Incendios, la pesadilla que volverá

OPINIÓN

Santi M. Amil

20 oct 2017 . Actualizado a las 10:05 h.

En 1989, fueron 195.000; en 1995, 45.000; en 1998, 48.000; en el 2006, 95.000, y este año más de 35.000. No son los números premiados en el sorteo de Navidad, sino las hectáreas devoradas por la lotería de fuegos de gran virulencia que periódicamente le toca a Galicia. Esta plaga no es algo nuevo. Y la atribución de culpas, tampoco. En el año 90, el conselleiro de Agricultura, Romay Beccaría, responsabilizaba de los fuegos a una «organización criminal». Cambió el siglo y, en el 2006, un año dramático, el entonces conselleiro nacionalista del ramo Suárez Canal volvía a situar el origen de los incendios en «moitas mans negras». Una reacción que se ha repetido estos días desde la Xunta. Pese a la reiteración, nunca se ha logrado encontrar a esas tramas organizadas.

¿Significa que los montes se queman por casualidad? No. Arden por un cúmulo de factores, entre las cuales la mano del hombre (bien sea un pirómano, un imprudente o alguien que busca un fin económico) juega un papel determinante, pero en un escenario perfecto: el monte está descuidado, las zonas rurales se han despoblado, ya no hay agricultura y la vegetación crece a sus anchas. Con la escasez de agua de los últimos meses, si alguien saca una cerilla, la tragedia esté servida.
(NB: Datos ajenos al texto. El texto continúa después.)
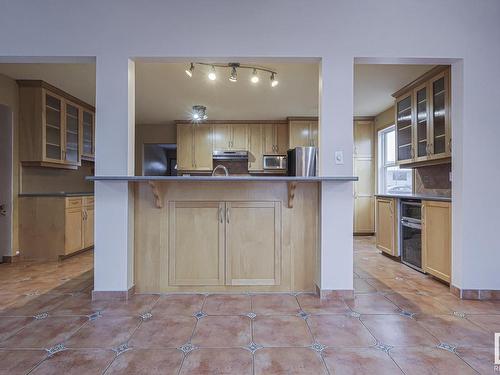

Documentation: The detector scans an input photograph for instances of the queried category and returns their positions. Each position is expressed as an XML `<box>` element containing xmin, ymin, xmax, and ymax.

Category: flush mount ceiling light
<box><xmin>191</xmin><ymin>105</ymin><xmax>208</xmax><ymax>122</ymax></box>
<box><xmin>184</xmin><ymin>62</ymin><xmax>278</xmax><ymax>87</ymax></box>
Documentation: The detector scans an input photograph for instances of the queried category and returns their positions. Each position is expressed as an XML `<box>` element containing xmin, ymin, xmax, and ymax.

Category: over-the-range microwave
<box><xmin>263</xmin><ymin>154</ymin><xmax>287</xmax><ymax>170</ymax></box>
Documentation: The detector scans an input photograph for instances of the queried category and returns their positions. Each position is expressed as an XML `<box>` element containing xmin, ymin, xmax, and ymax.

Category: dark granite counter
<box><xmin>375</xmin><ymin>193</ymin><xmax>451</xmax><ymax>202</ymax></box>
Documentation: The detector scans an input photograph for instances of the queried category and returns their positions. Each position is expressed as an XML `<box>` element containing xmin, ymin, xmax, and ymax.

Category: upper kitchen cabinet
<box><xmin>176</xmin><ymin>123</ymin><xmax>214</xmax><ymax>171</ymax></box>
<box><xmin>392</xmin><ymin>66</ymin><xmax>451</xmax><ymax>166</ymax></box>
<box><xmin>81</xmin><ymin>109</ymin><xmax>95</xmax><ymax>161</ymax></box>
<box><xmin>213</xmin><ymin>123</ymin><xmax>248</xmax><ymax>150</ymax></box>
<box><xmin>288</xmin><ymin>117</ymin><xmax>318</xmax><ymax>148</ymax></box>
<box><xmin>18</xmin><ymin>80</ymin><xmax>95</xmax><ymax>169</ymax></box>
<box><xmin>263</xmin><ymin>123</ymin><xmax>288</xmax><ymax>154</ymax></box>
<box><xmin>248</xmin><ymin>124</ymin><xmax>264</xmax><ymax>171</ymax></box>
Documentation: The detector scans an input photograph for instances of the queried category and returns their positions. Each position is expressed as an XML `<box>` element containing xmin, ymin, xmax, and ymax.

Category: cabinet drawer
<box><xmin>66</xmin><ymin>197</ymin><xmax>82</xmax><ymax>209</ymax></box>
<box><xmin>83</xmin><ymin>196</ymin><xmax>94</xmax><ymax>207</ymax></box>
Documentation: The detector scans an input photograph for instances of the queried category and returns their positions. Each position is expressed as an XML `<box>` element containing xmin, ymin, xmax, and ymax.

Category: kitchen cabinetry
<box><xmin>422</xmin><ymin>200</ymin><xmax>451</xmax><ymax>282</ymax></box>
<box><xmin>176</xmin><ymin>123</ymin><xmax>213</xmax><ymax>171</ymax></box>
<box><xmin>353</xmin><ymin>120</ymin><xmax>374</xmax><ymax>234</ymax></box>
<box><xmin>263</xmin><ymin>123</ymin><xmax>288</xmax><ymax>154</ymax></box>
<box><xmin>19</xmin><ymin>195</ymin><xmax>94</xmax><ymax>260</ymax></box>
<box><xmin>375</xmin><ymin>197</ymin><xmax>397</xmax><ymax>256</ymax></box>
<box><xmin>393</xmin><ymin>67</ymin><xmax>451</xmax><ymax>166</ymax></box>
<box><xmin>81</xmin><ymin>110</ymin><xmax>95</xmax><ymax>161</ymax></box>
<box><xmin>168</xmin><ymin>200</ymin><xmax>281</xmax><ymax>286</ymax></box>
<box><xmin>18</xmin><ymin>80</ymin><xmax>95</xmax><ymax>169</ymax></box>
<box><xmin>213</xmin><ymin>124</ymin><xmax>248</xmax><ymax>150</ymax></box>
<box><xmin>248</xmin><ymin>124</ymin><xmax>264</xmax><ymax>171</ymax></box>
<box><xmin>288</xmin><ymin>118</ymin><xmax>318</xmax><ymax>148</ymax></box>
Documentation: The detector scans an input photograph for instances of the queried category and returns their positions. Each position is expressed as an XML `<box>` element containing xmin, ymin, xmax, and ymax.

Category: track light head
<box><xmin>208</xmin><ymin>66</ymin><xmax>217</xmax><ymax>81</ymax></box>
<box><xmin>270</xmin><ymin>72</ymin><xmax>279</xmax><ymax>87</ymax></box>
<box><xmin>185</xmin><ymin>63</ymin><xmax>194</xmax><ymax>77</ymax></box>
<box><xmin>229</xmin><ymin>66</ymin><xmax>238</xmax><ymax>82</ymax></box>
<box><xmin>250</xmin><ymin>69</ymin><xmax>259</xmax><ymax>83</ymax></box>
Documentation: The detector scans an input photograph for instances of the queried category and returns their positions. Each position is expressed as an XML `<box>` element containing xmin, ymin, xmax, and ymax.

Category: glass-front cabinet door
<box><xmin>64</xmin><ymin>102</ymin><xmax>80</xmax><ymax>164</ymax></box>
<box><xmin>430</xmin><ymin>71</ymin><xmax>450</xmax><ymax>158</ymax></box>
<box><xmin>44</xmin><ymin>92</ymin><xmax>63</xmax><ymax>162</ymax></box>
<box><xmin>82</xmin><ymin>110</ymin><xmax>94</xmax><ymax>160</ymax></box>
<box><xmin>414</xmin><ymin>84</ymin><xmax>429</xmax><ymax>162</ymax></box>
<box><xmin>396</xmin><ymin>94</ymin><xmax>413</xmax><ymax>163</ymax></box>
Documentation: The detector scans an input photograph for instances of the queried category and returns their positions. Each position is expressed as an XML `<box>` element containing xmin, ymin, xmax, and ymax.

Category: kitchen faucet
<box><xmin>212</xmin><ymin>164</ymin><xmax>229</xmax><ymax>176</ymax></box>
¿Existe una solución? Nadie se atreverá a dar una respuesta afirmativa. La despoblación es prácticamente imposible de revertir, al igual que la dispersión poblacional que tanto aumenta el riesgo de daños para las personas; convencer a los gallegos para que vuelvan a trabajar al campo, solo posible en casos muy contados; mantener semejante superficie de monte limpia, inabarcable.

¿Qué hacemos entonces? Habría que invertir en que las brigadas sean en realidad trabajadores forestales que, cuando no hay incendios, se ocupen de mantener el monte limpio; incentivar a los dueños de montes para que ese patrimonio esté ordenado, incluso si es necesario imponiendo sanciones; y aplicar medidas de seguridad que protejan las viviendas dispersas.

La solución no es, ni de lejos, mágica. Serviría para amortiguar, en el mejor de los casos, las peores consecuencias del fuego. Pero la carrera es de fondo y, por ahora, los incendios se vislumbran como una pesadilla sin fin, una pesadilla que, por desgracia, volverá.